CI Financial today reported a 7% increase in its fourth-quarter profit, and raised is quarterly dividend by 20%.

CI, which up until recently was called CI Fund Management Inc., said net income for the quarter was $80.8 million, or 28¢a share, up from $75.4 million, or 26¢ a share, in the year-before period.

Revenue rose 7% to $281.1 million, helped by the mid-2004 acquisition of financial planning firm IQON Financial Management Inc.

Total fee-earnings assets were $68.1 billion at the end of May, up 11% from $61.3 billion a year earlier.
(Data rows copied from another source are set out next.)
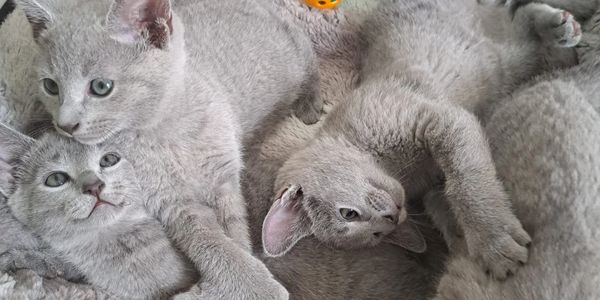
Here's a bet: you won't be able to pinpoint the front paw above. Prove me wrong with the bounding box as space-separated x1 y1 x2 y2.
467 222 531 279
536 5 582 48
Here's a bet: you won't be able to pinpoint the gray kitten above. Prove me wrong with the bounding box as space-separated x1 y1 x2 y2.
0 125 199 299
9 0 321 299
430 0 600 300
263 0 581 278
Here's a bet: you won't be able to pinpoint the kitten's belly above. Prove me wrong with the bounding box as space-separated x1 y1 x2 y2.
384 157 443 202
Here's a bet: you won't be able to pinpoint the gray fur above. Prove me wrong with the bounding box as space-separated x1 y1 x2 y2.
0 125 198 299
243 0 446 300
435 1 600 300
10 0 320 299
263 1 580 278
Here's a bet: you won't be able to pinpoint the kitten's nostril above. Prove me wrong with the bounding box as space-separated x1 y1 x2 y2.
83 180 106 197
58 123 79 135
383 215 397 223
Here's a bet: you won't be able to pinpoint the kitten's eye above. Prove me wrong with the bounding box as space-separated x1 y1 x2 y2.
90 78 113 97
43 78 58 96
44 172 71 187
340 208 360 221
100 153 121 168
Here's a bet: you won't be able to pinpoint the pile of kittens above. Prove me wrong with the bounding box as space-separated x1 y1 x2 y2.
0 0 591 299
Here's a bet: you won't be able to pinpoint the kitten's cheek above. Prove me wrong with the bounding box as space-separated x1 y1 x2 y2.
67 205 94 220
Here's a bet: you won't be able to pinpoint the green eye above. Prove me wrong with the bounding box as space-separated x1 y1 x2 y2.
44 172 71 187
43 78 58 96
100 153 121 168
90 78 113 97
340 208 360 221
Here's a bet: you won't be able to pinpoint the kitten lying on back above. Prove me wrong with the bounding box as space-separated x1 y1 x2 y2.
263 0 580 278
0 125 199 299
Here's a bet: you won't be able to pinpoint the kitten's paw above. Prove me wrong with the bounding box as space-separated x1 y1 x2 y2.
469 224 531 279
536 6 582 48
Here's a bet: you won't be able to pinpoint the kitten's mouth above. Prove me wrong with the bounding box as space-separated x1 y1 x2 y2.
94 198 116 209
88 196 116 218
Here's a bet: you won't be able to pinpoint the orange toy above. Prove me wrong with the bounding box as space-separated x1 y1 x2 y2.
304 0 342 9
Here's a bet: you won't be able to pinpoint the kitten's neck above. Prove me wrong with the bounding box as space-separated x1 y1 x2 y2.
140 14 188 130
44 205 151 251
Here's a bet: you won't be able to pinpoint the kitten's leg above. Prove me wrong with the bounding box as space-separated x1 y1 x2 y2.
513 3 582 48
402 103 531 278
215 180 252 252
508 0 599 21
423 189 467 254
294 57 323 125
0 248 82 281
160 201 289 299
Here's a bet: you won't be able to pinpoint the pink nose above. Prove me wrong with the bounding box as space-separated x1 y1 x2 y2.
82 179 105 197
57 123 79 135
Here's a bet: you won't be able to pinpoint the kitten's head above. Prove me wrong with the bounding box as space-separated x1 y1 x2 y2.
17 0 185 144
0 125 141 230
262 139 425 256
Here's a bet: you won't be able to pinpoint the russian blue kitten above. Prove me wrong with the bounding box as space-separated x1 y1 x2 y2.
433 0 600 300
263 0 581 278
0 125 199 299
10 0 321 299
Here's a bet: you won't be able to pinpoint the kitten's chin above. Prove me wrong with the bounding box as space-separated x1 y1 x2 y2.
73 133 114 145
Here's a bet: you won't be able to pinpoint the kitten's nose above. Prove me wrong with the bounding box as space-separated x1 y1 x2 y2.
82 179 105 197
56 123 79 135
383 213 400 224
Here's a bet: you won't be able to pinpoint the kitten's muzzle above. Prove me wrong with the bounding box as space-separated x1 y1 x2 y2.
55 123 79 137
81 177 106 199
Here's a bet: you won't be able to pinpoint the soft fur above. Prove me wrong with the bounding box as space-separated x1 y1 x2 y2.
8 0 328 299
0 125 198 299
435 1 600 300
263 1 580 278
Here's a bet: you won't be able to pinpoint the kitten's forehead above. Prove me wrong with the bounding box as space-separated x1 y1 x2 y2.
39 1 140 79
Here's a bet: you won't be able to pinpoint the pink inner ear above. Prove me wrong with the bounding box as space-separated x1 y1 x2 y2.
262 197 310 257
107 0 173 48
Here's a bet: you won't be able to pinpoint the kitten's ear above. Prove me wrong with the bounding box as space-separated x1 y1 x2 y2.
383 220 427 253
16 0 52 40
262 185 311 257
0 123 35 196
106 0 173 49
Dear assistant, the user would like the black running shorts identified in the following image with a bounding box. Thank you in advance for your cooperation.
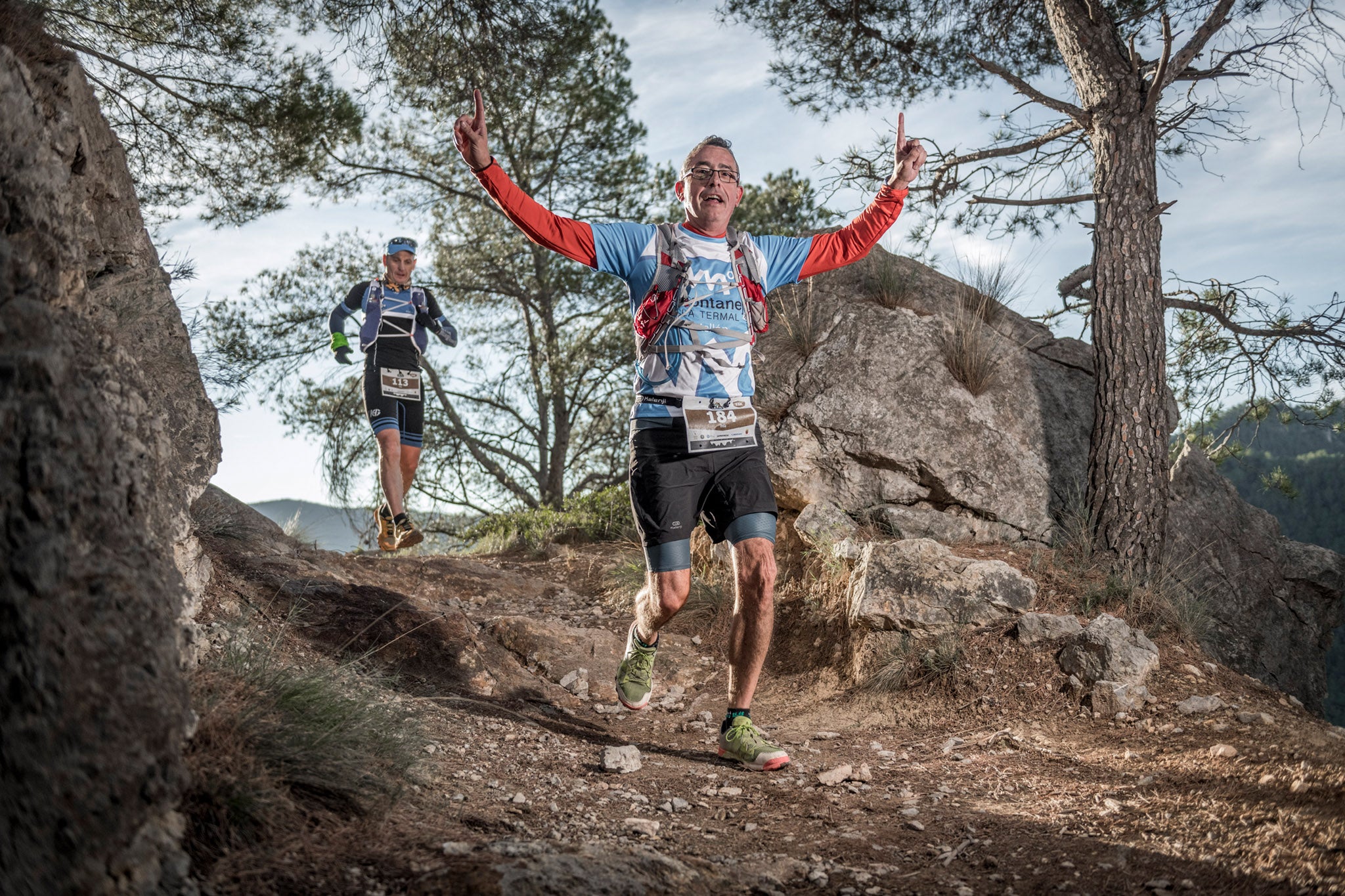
[364,364,425,447]
[631,421,778,547]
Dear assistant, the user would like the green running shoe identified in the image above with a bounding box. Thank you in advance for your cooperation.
[720,716,789,771]
[616,622,657,710]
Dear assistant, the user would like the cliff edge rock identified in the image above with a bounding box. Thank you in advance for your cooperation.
[0,14,219,893]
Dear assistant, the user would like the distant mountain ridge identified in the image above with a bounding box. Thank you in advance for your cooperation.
[252,498,368,552]
[1216,408,1345,553]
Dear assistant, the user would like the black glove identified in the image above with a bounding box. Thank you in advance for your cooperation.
[416,308,443,336]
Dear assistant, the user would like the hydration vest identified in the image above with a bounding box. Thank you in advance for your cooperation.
[359,280,429,354]
[635,223,771,360]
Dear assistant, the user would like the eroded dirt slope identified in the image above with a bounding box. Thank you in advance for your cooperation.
[189,494,1345,896]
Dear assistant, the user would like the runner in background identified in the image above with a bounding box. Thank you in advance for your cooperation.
[327,236,457,551]
[453,90,925,771]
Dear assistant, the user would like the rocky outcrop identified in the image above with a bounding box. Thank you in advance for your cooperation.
[1018,612,1083,647]
[0,20,219,893]
[849,539,1037,635]
[760,249,1093,542]
[1165,444,1345,714]
[1060,612,1158,687]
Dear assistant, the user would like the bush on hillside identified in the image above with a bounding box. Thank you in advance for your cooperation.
[463,482,635,552]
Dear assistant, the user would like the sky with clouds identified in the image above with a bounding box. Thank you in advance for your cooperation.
[162,0,1345,502]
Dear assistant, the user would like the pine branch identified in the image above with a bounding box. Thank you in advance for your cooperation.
[971,56,1092,127]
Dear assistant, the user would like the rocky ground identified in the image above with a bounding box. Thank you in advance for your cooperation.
[188,496,1345,896]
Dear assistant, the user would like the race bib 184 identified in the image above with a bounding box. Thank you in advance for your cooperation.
[682,395,757,452]
[378,367,421,402]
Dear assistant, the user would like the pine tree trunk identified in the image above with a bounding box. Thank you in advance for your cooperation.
[1088,114,1169,580]
[1046,0,1169,582]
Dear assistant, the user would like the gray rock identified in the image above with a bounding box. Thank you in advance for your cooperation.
[621,818,662,837]
[793,501,860,548]
[1018,612,1083,647]
[759,249,1093,542]
[1091,680,1149,719]
[818,764,854,787]
[1177,694,1228,716]
[603,744,640,775]
[866,503,1022,544]
[1060,612,1158,688]
[1164,444,1345,714]
[0,28,219,895]
[849,539,1037,634]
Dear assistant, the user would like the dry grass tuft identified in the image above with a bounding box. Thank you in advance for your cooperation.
[860,631,964,693]
[943,261,1021,395]
[181,620,420,874]
[866,251,916,309]
[774,280,830,358]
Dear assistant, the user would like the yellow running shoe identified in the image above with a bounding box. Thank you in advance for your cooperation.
[374,502,397,551]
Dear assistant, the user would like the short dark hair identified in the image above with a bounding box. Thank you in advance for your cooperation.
[678,135,738,180]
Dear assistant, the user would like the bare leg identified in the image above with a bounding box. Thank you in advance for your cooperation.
[374,430,406,516]
[401,444,421,509]
[635,570,692,643]
[729,539,775,710]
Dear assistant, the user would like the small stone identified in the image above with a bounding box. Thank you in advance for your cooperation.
[1177,694,1227,716]
[603,744,640,775]
[818,765,852,787]
[621,818,661,837]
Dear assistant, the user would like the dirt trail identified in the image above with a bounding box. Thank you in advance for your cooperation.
[192,510,1345,896]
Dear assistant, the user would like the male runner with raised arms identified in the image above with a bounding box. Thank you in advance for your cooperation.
[327,236,457,551]
[453,90,925,771]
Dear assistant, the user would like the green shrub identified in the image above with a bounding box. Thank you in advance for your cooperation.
[463,482,635,552]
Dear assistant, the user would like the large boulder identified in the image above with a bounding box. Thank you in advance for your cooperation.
[849,539,1037,637]
[1059,612,1158,687]
[0,22,219,893]
[1165,444,1345,714]
[759,249,1093,542]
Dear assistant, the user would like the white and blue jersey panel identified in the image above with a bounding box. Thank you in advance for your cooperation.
[592,223,812,422]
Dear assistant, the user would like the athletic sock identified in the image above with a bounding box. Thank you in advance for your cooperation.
[720,706,752,735]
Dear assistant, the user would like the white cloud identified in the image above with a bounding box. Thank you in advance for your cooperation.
[176,0,1345,501]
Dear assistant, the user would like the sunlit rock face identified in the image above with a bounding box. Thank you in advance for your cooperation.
[0,15,219,893]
Net fund sales for the fiscal year ended May 31 were $1.7 billion, up from $920 million the previous year.

“The sales momentum experienced by CI during the (tax-deferred retirement savings plan) season has continued with net retail sales of $111 million, $131 million, and $150 million for April, May and June, respectively — traditionally very slow months for the industry,” CI said in a release.

Fund performance was helped by stronger stock markets — the S&P/TSX composite index rose 14% in the year ended May 31 — but foreign returns were pinched by the Canadian dollar’s 8.6% rise versus the U.S. dollar.

Recently, there has been speculation that CI may bid for all or part of London-based fund manager Amvescap Plc.

Amvescap has already rebuffed CI’s offer to buy its Canadian AIM/Trimark operations as well as an informal CI bid for the whole company.

Also today, CI said it was raising its monthly dividend to 6¢a share from 5¢ cents a share, citing the strong profit and a positive outlook for available free cash flow.